The U.N. investigators said they have received estimates of 10,000-15,000 people killed since February and added there is evidence that opposition forces also committed "some acts which would constitute war crimes."


The three-member panel based its finds on interviews with 350 people in government and rebel-held parts of Libya, as well as in refugee camps in neighboring countries.

It concluded that government forces committed murder, torture and sexual abuses "as part of a widespread or systematic attack against a civilian population" before and during the conflict that started in February.

"Such acts fall within the meaning of 'crimes against humanity,'" the panel said.


It also found "many serious violations of international humanitarian law committed by government forces amounting to 'war crimes.'"

"The consistent pattern of violations identified creates an inference that they were carried out as a result of policy decisions by Col. Gadhafi and members of his inner circle," it said.

The panel's 92-page report, commissioned in February by the U.N. Human Rights Council, also found that rebel forces committed "some acts which would constitute war crimes."


"The commission is not of the view that the violations committed by the opposition armed forces were part of any 'widespread or systematic attack' against a civilian population such as to amount to crimes against humanity," it added.

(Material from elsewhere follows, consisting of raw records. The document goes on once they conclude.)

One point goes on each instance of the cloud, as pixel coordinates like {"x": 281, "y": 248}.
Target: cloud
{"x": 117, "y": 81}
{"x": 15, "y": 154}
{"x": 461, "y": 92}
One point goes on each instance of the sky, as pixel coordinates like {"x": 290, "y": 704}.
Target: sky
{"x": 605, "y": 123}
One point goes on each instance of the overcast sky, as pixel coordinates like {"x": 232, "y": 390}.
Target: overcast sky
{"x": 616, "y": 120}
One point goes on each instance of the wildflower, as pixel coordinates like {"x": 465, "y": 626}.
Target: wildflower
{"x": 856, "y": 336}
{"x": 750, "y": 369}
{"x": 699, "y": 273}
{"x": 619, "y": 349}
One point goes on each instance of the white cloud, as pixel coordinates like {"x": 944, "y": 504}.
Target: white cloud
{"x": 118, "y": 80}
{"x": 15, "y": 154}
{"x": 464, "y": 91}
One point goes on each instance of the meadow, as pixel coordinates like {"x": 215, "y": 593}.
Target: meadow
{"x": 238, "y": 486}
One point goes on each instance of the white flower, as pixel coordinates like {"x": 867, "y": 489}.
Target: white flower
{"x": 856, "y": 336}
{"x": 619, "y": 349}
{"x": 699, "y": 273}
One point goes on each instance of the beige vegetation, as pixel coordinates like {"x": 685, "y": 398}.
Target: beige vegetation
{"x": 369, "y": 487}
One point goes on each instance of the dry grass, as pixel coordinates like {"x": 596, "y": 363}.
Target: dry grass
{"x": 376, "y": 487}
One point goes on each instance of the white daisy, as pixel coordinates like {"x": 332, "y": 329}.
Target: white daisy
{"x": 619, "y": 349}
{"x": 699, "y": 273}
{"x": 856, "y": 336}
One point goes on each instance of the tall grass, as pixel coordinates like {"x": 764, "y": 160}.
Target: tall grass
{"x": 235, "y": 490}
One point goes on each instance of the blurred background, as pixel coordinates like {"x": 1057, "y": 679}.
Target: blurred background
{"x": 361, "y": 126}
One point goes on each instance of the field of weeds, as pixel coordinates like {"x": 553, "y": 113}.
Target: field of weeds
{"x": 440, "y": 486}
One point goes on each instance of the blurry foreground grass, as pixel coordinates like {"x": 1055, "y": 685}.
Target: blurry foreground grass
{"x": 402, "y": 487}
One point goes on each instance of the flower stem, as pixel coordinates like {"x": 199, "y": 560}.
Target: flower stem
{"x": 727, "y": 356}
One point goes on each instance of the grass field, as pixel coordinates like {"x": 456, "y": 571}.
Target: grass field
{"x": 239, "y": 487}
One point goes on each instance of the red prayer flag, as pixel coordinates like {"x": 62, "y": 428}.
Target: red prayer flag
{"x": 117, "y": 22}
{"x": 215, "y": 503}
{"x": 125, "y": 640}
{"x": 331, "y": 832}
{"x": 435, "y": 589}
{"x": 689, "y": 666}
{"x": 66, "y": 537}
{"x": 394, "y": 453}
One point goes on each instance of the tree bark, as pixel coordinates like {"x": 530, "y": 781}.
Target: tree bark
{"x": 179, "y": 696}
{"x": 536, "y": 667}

The panel was led by Cherif Bassiouni, a professor of law at DePaul University in Chicago. Bassiouni, an Egyptian, was assisted by Jordanian jurist Asma Khader, and Canadian Philippe Kirsch, a former judge at the International Criminal Court.


That court's prosecutor, Luis Moreno-Campo, has previously said he has "strong evidence" of crimes against humanity committed by Gadhafi's regime.

Last month, Moreno-Campo asked judges to issue arrest warrants for Gadhafi, his son Seif al-Islam Gadhafi and intelligence chief Abdullah al-Sanoussi, accusing them of committing crimes against humanity by targeting civilians in a crackdown against rebels.

The U.N. experts called on both sides to conduct transparent and exhaustive investigations and bring those responsible for abuses to justice.